It is like an introduction to the longer version of this film; in other words, it is more like a teaser. It was nice to see the scenes from the camping area, the people's coming together for a cause and the feeling of solidarity. Yet, I would like to see more.
Slappy McGee hits it exactly right...."a short documentary with a definite agenda a clear message. Beautiful photography throughout." A brief glimpse into an important (and polarizing) event. You get it or you don't. You support or you hate. This made me feel a piece of the love I imagine must have been there. Nobody did this for fun or profit, but for love and belief. That's a certainty.
An interesting window into the Standing Rock protests of 2016. While beautifully edited, the young narrorator ruined it for me. Their sentences weren't cohesive and they seemed timid to be talking and it made me uncomfortable. I think without the narrators audio this film could have been much better. There was great use of contrast and colors and it gave insight into daily life at Standing Rock.
For someone from outside the USA watching this documentary, I felt it was made for people familiar with the context and what actually happened. I don't think it really helps "the cause" - if there is any behind it. What I think however, is that this would serve as a great introduction for a full length feature as it offers an intriguing glimpse of what took place there and wants you to learn more...
Beautifully edited short about Standing Rock. Not so much about the aftermath of the movement but more about the romanticism of such an action and the way we perceive it. How you remember these special days. If you stay connected to the reality or not. No doubt Hopinka is a talented filmmaker but it is either too short or too messy to really be impactful.

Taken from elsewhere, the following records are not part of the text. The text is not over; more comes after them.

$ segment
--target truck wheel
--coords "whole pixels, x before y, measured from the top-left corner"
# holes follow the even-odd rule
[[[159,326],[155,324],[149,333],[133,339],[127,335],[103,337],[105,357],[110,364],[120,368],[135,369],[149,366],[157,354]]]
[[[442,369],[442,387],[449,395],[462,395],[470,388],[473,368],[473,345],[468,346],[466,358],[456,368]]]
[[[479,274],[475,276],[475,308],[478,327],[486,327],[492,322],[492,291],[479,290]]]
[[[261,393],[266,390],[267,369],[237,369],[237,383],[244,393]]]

Beware, rant ahead... I'm "white", but no white "saviour"...Sure, the Natives weren't perfect, (show me a perfect person, and I'll buy you glasses) but they were spiritually rich and good land-stewards, something that DAPL has brought out of many of us... c'mon people, this is our planet, & obsolete energies like oil will leave our planet looking like a valley full of dead, rotting bison (look it up)...Dump Trump!
I really liked the way this documentary was shot. The opening shot of the person sitting on the ground on the right side of the frame with the color contrast of the blue sky with the golden ground looked stunning. The sun shinning from behind the persons head was also really nice. I also liked the long panning shot of the tents of people that lived at the camp. It helped show just how vast the camp really is.
Dislocation Blues is a powerful documentary about the Standing Rock protests. Two protesters gave interviews about the conditions the people were living in, and how they feel they are being oppressed by white government. The short documentary made me feel their pain and understand their view point, so I'd say the film did it's job. The images and camera effects were extraordinarily moving.
I found the short documentary interesting more than anything. The short documentary was depicting how time was spent at Spirit Camp. There were so many people at the camp relaxing and enjoying the company of others without fighting or extensive amount of electricity. While watching, I felt like everyone at the camp was trying to get away from modern times and go back in time.
Because of our needs in the current political moment, the camp at Standing Rock became a somewhat one-dimensional symbol of resistance. This short film doesn't dwell on the mixed nature of the camp experience, but it does call attention to it and cautions against romanticizing the history. One testimonial in particular wrestles with the multiple types of dislocation that often arise during intense communal actions.
Avant garde? Yeahh. ...nahhh, I don't think so. Like most reasonable people, I didn't need winning over to the cause. The dreadful narrative seemed determined to avert me though haha. My advice is, if you're going to be dogmatic, or say nothing, approach both with brave conviction and we'll decide the rest.